Trouble With Integration: ∫ e^4x (e^4x - 9)^10 dx

[tlake]

∫ e^4x (e^4x - 9)¹⁰ dx

This has gotten me pretty stumped for a while on how to proceed. I've tried integrating by parts (tabularly), putting (e^4x - 9)¹⁰ in the differentiation column and e^4x in the integration column. That gave me a very long solution of:

1/4 e^4x (e^4x - 9)¹⁰ - 10/16 e^4x (e^4x - 9)⁹ + 90/64 e^4x (e^4x - 9)⁸ - 720/256 e^4x (e^4x - 9)⁷ + 5040/1024 e^4x (e^4x - 9)⁶ - 30240/4096 e^4x (e^4x - 9)⁵ + 151200/16384 e^4x (e^4x - 9)⁴ - 604800/65536 e^4x (e^4x - 9)³ + 1814400/262144 e^4x (e^4x - 9)² - 3628800/1048576 e^4x (e^4x - 9) + 3628800/4194304 e^4x

When I checked it against Mathematica's solution, it was wrong.

I then tried a couple different substitutions:

u = e^4x, du = 1/4 e^4x dx, => 4du = e^4x dx
: ∫ e^4x (e^4x - 9)¹⁰ dx then = 4 ∫(u - 9)¹⁰ du, at which point I made another substitution of w = u - 9, so u = w + 9 and du = 10 dw
: 4 ∫(u - 9)¹⁰ du = 40∫w¹⁰ dw = 40/11 w¹¹ + C = 40/11 (e^4x - 9)¹¹ + C, again incorrect vs Mathematica.

Or what about u = e^4x - 9, du = 4e^4x - 9 dx => 9/4 du = e^4x dx
: ∫ e^4x (e^4x - 9)¹⁰ dx = 9/4 ∫ u¹⁰ du = 9/44 u¹¹ + C = 9/44 (e^4x - 9)¹¹ + C, which, surprise, was also incorrect.

I don't know what else to do, but it's probably that I'm overlooking something simple.

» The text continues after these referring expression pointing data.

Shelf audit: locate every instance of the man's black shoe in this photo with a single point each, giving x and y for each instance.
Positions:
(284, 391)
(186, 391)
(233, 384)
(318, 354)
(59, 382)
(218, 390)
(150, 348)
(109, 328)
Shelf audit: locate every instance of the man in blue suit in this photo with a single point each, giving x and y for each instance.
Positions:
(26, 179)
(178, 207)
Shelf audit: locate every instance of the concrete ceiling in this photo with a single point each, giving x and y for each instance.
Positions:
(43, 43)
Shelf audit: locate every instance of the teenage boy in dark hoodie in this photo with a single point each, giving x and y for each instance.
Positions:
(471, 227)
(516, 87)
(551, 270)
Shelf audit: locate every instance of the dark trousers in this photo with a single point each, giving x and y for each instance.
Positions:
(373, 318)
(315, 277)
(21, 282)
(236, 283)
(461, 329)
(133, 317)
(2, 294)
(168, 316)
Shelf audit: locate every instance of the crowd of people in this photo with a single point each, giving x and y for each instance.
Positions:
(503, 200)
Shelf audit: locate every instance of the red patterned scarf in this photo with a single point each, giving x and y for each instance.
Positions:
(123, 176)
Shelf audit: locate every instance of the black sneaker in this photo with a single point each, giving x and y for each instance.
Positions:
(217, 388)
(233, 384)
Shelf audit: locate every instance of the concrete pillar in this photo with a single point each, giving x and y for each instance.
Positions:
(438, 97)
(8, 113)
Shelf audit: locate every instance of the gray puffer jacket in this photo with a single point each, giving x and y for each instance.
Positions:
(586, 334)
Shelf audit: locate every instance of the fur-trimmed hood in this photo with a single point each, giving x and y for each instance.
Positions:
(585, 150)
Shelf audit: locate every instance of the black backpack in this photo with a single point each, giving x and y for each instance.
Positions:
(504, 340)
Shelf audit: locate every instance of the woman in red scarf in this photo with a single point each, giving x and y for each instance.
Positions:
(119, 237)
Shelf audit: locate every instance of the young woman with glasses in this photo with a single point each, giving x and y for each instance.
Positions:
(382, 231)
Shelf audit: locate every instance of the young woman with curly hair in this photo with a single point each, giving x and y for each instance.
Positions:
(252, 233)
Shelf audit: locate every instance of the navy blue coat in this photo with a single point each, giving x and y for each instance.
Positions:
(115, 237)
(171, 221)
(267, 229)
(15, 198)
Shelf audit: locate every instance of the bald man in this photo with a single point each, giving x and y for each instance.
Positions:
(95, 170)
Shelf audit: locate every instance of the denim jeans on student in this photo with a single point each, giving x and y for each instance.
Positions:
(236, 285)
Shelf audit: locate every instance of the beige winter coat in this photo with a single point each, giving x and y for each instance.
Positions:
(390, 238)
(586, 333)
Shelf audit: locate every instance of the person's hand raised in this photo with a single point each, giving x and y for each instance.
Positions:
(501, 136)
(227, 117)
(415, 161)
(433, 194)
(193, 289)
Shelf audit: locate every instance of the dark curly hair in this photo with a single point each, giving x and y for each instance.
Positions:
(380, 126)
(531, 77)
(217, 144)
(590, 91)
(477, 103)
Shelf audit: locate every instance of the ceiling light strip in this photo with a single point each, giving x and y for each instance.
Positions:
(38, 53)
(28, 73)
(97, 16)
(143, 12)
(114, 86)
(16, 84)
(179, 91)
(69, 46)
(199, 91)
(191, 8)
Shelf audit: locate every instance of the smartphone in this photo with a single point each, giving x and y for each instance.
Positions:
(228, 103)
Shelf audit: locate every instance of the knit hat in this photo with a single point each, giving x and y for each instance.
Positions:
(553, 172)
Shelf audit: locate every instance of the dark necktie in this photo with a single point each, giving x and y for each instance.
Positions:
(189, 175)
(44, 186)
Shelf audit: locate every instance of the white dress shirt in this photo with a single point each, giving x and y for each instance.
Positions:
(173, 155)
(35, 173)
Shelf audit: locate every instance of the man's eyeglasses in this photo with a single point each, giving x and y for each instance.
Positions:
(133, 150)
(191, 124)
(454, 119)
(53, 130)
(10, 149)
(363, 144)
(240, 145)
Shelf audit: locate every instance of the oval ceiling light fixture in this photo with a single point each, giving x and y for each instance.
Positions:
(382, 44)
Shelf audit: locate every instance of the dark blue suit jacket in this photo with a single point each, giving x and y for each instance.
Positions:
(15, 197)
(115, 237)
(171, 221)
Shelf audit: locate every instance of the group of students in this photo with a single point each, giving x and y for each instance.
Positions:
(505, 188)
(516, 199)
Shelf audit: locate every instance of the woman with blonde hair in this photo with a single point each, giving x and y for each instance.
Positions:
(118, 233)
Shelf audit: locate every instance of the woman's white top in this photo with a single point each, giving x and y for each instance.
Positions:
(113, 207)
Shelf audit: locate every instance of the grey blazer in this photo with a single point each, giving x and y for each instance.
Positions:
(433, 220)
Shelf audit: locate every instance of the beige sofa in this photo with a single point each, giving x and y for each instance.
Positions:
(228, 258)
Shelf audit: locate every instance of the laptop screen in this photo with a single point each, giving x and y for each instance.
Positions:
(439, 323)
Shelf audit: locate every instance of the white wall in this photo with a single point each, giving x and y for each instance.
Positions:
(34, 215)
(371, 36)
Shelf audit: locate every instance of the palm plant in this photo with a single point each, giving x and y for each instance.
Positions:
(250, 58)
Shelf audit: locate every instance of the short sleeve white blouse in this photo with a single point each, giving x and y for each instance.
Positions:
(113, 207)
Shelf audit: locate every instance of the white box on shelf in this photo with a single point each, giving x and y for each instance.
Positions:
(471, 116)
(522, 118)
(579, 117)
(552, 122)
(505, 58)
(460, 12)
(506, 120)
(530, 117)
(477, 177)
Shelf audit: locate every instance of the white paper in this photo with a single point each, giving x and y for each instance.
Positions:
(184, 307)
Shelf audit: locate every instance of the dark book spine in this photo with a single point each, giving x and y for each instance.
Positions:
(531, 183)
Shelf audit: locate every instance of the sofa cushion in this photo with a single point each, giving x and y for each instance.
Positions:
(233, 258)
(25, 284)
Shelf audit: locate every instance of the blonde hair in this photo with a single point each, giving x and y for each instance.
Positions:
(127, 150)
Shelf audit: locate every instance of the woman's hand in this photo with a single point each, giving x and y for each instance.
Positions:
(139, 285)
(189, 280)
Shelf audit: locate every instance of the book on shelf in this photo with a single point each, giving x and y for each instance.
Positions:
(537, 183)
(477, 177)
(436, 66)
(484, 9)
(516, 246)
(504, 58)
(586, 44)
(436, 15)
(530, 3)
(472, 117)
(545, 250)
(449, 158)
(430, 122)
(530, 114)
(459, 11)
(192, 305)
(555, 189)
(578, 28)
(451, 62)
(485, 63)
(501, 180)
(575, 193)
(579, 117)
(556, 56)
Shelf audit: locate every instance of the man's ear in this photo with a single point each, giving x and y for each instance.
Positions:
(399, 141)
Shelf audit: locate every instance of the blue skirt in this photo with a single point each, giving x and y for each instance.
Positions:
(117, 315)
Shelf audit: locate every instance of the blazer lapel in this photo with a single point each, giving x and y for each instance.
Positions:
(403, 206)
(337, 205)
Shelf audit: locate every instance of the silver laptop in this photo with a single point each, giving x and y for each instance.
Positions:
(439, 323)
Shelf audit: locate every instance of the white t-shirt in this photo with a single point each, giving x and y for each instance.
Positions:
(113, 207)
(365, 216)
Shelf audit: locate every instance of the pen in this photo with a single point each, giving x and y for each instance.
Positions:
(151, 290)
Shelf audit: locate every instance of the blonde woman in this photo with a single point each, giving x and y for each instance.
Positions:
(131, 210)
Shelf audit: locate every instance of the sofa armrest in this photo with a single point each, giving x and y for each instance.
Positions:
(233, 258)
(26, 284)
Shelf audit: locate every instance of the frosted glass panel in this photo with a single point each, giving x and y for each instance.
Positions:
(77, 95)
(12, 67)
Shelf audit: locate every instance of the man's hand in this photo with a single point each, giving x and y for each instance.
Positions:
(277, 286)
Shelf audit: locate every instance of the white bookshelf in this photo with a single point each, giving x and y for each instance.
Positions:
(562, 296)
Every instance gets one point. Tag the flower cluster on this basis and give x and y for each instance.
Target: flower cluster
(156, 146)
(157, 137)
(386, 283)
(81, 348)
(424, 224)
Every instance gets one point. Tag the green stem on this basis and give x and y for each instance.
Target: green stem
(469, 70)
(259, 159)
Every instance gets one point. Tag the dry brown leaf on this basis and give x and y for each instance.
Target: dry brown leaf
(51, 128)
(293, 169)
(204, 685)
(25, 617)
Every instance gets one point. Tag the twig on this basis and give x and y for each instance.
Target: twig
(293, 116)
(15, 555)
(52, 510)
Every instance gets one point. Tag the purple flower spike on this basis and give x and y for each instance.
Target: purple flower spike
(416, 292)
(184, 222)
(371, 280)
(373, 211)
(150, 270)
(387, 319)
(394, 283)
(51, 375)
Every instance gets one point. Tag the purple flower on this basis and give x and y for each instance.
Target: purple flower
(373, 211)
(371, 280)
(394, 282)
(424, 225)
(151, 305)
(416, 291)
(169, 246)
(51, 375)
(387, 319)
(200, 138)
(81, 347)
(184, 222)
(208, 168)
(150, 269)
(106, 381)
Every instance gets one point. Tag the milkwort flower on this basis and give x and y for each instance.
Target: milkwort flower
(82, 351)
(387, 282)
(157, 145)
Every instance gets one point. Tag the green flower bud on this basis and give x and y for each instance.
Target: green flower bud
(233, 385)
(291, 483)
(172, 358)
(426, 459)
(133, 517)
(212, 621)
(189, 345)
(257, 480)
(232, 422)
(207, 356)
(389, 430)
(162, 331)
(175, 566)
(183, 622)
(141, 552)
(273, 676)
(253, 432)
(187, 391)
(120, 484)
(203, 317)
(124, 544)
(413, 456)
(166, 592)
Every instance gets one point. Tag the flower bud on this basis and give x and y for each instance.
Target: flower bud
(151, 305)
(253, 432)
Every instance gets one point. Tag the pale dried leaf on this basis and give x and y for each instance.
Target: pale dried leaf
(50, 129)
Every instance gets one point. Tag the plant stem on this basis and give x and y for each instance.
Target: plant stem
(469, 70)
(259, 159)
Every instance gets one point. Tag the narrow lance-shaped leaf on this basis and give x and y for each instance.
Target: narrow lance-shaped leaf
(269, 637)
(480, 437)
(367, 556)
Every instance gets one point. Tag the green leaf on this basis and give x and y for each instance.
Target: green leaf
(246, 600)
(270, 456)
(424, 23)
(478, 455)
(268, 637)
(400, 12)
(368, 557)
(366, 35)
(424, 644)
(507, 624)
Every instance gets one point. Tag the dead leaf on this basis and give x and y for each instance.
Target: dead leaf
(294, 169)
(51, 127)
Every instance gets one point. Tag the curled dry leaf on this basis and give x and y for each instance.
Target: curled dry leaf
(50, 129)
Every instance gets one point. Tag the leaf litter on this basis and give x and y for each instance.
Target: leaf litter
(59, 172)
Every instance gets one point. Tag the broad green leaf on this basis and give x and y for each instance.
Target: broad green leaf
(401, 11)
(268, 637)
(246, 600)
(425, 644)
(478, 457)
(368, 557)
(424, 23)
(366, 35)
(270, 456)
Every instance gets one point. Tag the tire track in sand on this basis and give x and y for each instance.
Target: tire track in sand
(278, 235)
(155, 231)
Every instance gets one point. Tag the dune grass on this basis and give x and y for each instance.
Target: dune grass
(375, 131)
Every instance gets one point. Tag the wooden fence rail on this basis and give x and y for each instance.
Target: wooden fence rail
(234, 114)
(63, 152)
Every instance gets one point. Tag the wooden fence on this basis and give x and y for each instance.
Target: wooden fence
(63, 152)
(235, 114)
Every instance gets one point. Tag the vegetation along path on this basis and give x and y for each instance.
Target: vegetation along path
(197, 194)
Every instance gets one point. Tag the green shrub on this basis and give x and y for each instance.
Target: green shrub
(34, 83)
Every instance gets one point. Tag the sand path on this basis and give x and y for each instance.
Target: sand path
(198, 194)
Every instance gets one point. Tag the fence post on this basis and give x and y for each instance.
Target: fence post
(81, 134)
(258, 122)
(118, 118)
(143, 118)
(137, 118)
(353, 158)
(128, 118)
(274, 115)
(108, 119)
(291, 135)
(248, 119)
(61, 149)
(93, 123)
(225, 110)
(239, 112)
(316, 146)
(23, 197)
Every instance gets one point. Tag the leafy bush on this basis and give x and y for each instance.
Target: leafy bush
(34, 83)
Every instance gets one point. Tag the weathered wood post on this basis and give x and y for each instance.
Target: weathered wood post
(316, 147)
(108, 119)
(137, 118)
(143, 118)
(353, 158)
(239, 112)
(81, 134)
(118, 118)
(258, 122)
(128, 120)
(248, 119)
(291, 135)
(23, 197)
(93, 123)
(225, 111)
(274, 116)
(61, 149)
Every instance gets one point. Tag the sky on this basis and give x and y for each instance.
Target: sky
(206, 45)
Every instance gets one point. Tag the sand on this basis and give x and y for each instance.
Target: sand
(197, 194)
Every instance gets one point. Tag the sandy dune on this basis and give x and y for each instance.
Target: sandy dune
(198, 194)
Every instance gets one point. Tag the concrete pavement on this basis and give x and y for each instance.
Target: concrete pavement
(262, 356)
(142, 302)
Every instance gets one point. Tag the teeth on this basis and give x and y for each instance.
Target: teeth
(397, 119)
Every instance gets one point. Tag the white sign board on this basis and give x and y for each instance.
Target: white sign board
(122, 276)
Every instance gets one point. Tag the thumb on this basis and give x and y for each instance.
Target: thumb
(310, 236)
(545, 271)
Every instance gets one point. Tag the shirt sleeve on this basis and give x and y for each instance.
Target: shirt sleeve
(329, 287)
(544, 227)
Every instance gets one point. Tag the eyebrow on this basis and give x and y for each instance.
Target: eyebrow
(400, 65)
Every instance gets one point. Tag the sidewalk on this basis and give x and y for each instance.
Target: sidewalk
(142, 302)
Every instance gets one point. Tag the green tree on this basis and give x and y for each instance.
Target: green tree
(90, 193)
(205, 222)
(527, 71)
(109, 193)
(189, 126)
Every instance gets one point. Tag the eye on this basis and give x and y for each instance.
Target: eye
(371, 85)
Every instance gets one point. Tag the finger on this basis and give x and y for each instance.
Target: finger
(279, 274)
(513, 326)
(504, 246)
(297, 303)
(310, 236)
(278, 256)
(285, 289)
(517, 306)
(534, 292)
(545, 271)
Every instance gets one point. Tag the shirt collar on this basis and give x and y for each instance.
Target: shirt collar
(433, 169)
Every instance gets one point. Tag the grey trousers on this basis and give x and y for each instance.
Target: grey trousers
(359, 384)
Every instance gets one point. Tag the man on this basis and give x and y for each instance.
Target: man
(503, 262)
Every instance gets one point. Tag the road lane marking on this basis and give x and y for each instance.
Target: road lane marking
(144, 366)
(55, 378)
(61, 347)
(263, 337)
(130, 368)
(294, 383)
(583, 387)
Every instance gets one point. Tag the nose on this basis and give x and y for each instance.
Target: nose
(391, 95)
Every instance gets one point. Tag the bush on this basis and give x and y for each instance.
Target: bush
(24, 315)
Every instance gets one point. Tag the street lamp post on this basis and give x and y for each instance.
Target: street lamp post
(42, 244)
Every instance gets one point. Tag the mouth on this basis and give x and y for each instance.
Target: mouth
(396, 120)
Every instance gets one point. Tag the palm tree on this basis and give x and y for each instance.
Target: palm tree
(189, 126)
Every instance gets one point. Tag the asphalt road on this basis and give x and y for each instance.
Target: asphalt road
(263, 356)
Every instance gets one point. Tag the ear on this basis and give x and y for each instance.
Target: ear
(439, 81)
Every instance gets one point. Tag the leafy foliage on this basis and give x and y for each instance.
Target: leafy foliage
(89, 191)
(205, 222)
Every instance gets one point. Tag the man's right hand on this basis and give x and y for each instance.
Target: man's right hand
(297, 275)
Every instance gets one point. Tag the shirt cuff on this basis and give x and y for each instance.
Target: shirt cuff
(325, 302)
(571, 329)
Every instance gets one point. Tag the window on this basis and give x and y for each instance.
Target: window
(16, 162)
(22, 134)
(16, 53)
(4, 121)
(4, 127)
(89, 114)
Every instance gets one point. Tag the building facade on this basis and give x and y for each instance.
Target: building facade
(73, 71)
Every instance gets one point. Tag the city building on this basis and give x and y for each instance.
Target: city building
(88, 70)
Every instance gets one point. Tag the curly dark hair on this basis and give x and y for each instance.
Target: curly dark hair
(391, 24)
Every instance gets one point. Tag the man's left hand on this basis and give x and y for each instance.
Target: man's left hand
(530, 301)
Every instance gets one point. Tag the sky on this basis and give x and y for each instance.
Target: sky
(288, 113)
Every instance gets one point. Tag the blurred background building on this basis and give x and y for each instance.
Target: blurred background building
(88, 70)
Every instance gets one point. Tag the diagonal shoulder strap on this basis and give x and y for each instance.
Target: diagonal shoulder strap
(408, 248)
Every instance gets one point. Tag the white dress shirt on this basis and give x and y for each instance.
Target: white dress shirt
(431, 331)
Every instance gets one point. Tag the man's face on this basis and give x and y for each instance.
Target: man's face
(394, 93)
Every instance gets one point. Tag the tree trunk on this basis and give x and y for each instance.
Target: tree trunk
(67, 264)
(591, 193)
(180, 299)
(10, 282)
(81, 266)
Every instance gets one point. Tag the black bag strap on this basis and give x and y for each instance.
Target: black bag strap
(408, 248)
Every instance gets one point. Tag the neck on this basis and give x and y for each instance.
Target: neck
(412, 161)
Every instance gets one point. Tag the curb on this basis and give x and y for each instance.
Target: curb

Perhaps I've just been doing too much calculus today, and need a break. Anyway, any help you could give me would be terribly appreciated!

 

[daon2]

Or what about u = e^4x - 9, du = 4e^4x - 9 dx => 9/4 du = e^4x dx
: ∫ e^4x (e^4x - 9)¹⁰ dx = 9/4 ∫ u¹⁰ du = 9/44 u¹¹ + C = 9/44 (e^4x - 9)¹¹ + C, which, surprise, was also incorrect.

That is the method I would choose. I didn't read through all of your attempts, but here... the bold text above is not true (Not to mention somehow you turned subtraction into division or something?).

If u = e^(4x)-9, then du = 4*e^(4x)dx. So your integral becomes

$\displaystyle \frac{1}{4}\int u^{10} du$

 

[tlake]

daon2, thanks for your help. After some sleep, I came back to the problem and found it was embarrassingly easy.

∫ e^4x (e^4x - 9)¹⁰ dx

If we substitute: u = e^4x , du = 4e^4x dx , 1/4du = e^4x dx

Thus, ∫ e^4x (e^4x - 9)¹⁰ dx = 1/4 ∫ (u - 9)¹⁰ du

Substitute again: w = u - 9 , dw = du

Thus, 1/4 ∫ (u - 9)¹⁰ du = 1/4 ∫ w¹⁰ dw

1/4 ∫ w¹⁰ dw = 1/4 (1/11 w¹¹) + C = 1/44 (e^4x - 9)¹¹ + C

Thanks again!

 

[srmichael]

daon2, thanks for your help. After some sleep, I came back to the problem and found it was embarrassingly easy.

∫ e^4x (e^4x - 9)¹⁰ dx

If we substitute: u = e^4x , du = 4e^4x dx , 1/4du = e^4x dx

Thus, ∫ e^4x (e^4x - 9)¹⁰ dx = 1/4 ∫ (u - 9)¹⁰ du

Substitute again: w = u - 9 , dw = du

Thus, 1/4 ∫ (u - 9)¹⁰ du = 1/4 ∫ w¹⁰ dw

1/4 ∫ w¹⁰ dw = 1/4 (1/11 w¹¹) + C = 1/44 (e^4x - 9)¹¹ + C

Thanks again!

You can eliminate the need for the "w" substitution by doing what daon2 said and letting u = e^4x - 9. When you take the derivative of u, the 9 becomes 0

 

[tlake]

You can eliminate the need for the "w" substitution by doing what daon2 said and letting u = e^4x - 9.

Yeah, that's a smart call, and would've saved me a step or two if I had read it a little earlier. Thanks!